Clothing and textile sectors cross swords over AGOA deadline

Monday, 13 January 2003

Source: Business Report

Durban - The clothing and textile industries are at loggerheads over whether the Africa Growth and Opportunity Act (AGOA) September 2004 deadline for least developed countries (LDCs) should be extended.

An extension would allow garment manufacturers to continue using fabric from countries outside sub-Saharan Africa, Walter Simeoni, the president of the South African Textile Federation, said at the weekend.

The issue will be hotly debated at the second annual Agoa meeting in Mauritius this week.

"It will be a tragedy if the US government succumbs to pressure to extend the deadline," Simeoni said. "This would discourage investment from foreign textile manufacturers, undermining US credibility and defeating the whole objective of Agoa."

The US government has not altered its official position on the deadline, but lobbying from LDCs and US businesses with vested interests in the Far East could persuade congress to change its mind.

Gordon Joffe, the chairman of the Clothing Trade Council (Clotrade), said representations from the LDCs, which faced "ghastly consequences" from job losses if foreign garment manufacturers pulled out, would decide which way the dice rolled.
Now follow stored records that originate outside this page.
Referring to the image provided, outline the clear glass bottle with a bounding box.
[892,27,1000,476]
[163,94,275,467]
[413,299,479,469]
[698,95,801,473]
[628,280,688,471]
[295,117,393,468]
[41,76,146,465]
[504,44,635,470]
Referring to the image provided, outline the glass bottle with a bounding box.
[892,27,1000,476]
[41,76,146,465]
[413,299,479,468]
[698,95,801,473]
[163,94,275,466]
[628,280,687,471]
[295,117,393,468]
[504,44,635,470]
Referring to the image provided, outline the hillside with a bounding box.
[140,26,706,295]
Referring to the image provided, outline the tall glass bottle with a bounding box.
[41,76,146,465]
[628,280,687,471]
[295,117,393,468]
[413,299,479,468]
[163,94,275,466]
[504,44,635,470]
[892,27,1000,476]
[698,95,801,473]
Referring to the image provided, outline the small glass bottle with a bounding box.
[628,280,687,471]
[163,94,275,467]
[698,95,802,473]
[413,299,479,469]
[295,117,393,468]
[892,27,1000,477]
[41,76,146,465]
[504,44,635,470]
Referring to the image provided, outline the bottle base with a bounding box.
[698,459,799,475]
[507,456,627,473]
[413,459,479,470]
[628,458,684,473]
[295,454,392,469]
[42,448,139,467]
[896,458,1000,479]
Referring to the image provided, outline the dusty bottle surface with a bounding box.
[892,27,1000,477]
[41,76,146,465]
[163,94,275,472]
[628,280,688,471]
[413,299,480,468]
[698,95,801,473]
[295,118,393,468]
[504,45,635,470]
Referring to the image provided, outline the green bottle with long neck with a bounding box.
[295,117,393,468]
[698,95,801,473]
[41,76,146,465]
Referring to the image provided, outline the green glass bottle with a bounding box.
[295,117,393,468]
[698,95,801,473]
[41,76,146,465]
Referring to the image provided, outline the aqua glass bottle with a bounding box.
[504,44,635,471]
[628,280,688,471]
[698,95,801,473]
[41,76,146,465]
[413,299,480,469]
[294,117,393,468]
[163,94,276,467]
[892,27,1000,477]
"Clotrade considers itself a passive spectator, as the US will make a unilateral decision which is unlikely to be influenced by South African textile manufacturers and government representatives," he said

.

Simeoni disagreed. "South Africa and Mauritius have played a major role in the Agoa concept and the US textile industry is also against rolling over the deadline," he said.

Joffe said the local clothing industry faced competition from LDCs in the US as well as in the local market.

"However, we think the region would not be served in the long run by 'cutting off their water' before the local and regional textile capacity is actually in place," he said.

But Simeoni claimed that concerns that retaining the deadline would lead to insufficient textile capacity in sub-Saharan Africa were unfounded.

He admitted that the garment industry could experience some short-term hiccups, but said this would act as a major stimulus to encourage other countries to invest.

But Joffe said the clothing industry was losing out on Agoa's relatively short window period to enter the US market; it had only another year to establish South Africa as a supply country.

He recommended rolling over the deadline in smaller bites of about 18 months to solve the immediate problem of job losses and meeting orders while giving textile investors more time to set up operations.